I know, I know. Some people say it’s foolish to give Google all that data for free. All my sites are (at least in my opinion), content-rich, above-board sites, so I’m not really afraid of Google seeing who comes and goes. I do understand that this is not a free service provided by Google, though, it’s a data exchange: I let them see my data and they keep track of it for me. Fine.
So now that I’m paying them so richly with my data, I wish they would make their service a bit less annoying. What’s annoying? Two things principally:
- No full referrer data. When someone visits from a forum, the URL is often something like http://someforum.com/index.php?page=123456. Unfortunately GA does not bother to record the part after the ?, which means that you can’t possibly find out where people are coming from. I’m not exactly running the most high-profile, highest traffic sites on the net, so I try to stop in and say hello is a forum is having a substantive discussion of what I’m saying. Unfortunately, GA doesn’t capture that data unless you put some extra work in.

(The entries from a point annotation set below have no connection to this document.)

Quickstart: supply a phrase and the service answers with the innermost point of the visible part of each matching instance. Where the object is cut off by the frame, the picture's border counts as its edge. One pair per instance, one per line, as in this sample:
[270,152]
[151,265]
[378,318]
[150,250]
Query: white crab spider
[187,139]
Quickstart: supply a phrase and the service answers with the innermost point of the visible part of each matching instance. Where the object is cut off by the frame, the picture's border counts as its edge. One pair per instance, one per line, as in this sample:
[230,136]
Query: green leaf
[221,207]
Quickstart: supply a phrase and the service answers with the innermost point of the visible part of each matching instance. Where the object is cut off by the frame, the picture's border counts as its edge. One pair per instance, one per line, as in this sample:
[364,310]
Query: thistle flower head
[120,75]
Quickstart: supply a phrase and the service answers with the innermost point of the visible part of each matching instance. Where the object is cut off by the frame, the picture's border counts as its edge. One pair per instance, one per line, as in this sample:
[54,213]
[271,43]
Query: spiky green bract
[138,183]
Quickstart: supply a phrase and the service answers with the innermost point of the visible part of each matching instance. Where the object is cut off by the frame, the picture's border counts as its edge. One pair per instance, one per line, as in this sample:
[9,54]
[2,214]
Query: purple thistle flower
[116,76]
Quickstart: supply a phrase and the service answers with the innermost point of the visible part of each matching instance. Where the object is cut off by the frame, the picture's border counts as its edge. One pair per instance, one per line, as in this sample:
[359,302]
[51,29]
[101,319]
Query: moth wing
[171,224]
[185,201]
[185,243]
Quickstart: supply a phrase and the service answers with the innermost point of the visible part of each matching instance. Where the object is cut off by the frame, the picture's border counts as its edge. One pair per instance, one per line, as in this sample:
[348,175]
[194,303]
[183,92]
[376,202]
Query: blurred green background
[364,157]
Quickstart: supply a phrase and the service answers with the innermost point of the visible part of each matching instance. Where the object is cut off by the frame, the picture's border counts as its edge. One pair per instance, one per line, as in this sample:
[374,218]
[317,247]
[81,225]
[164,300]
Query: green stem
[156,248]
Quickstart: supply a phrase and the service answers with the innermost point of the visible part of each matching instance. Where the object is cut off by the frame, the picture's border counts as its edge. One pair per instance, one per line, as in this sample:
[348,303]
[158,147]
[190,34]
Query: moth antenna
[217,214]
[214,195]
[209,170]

- Tabbed-browser unfriendly. What’s wrong with Google? Don’t they use Firefox? They must, because if you click on THIS LINK and download and start using Firefox (that is, you switch from another brand of browser), they’ll pay me $1. So obviously they’ve heard of Firefox. Now when I surf in Firefox, I don’t click a link, read a page, click a link, read a page. I get to a page, click every interesting link to open in a new tab, and then go through them and close the tab as needed. GA doesn’t let me do that. Let’s say that I do this:
- Open a page that lists all the sites that sent traffic to my site. I want to drill down and see which pages from some of those sites actually sent the traffic.
- I CTRL-click on each link that interests me and it opens the page in a new tab, but it opens the root page, not the one I’m drilling down to! Come on!
So why is that a problem? Simple. If it worked my way, I would go to the root page, open five links in new tabs and then work from there. Total pages viewed: 6. Total clicks: 6. If I do it the GA way, on the other hand, it’s down to the subpage, back to the root page, down to the sub page, back to the root page. And here’s the really bad part: if the root page lists sites ten at a time and has 200 sites, I need to keep navigating back to where I was. So to see those five pages, I might need to view 15 pages or more. What a hassle.
I’ve given up filling out the GA feedback form since they seem to be all about tab-unfriendly AJAX. Well, I only pay with my data and everyone else with anywhere near the same capabilities require me to pay with my data and my money, so I put up with the hassle, but if I had a site that was making me a living, I would rather spend my time building the site, not wrestling with analytics. So I suspect that GA is a bottom-feeder service that targets people like me with little traffic and no commerce, which is giving Google a somewhat skewed view of traffic on the net. I guess they’re getting data for the big-guy sites by using the ad revenue.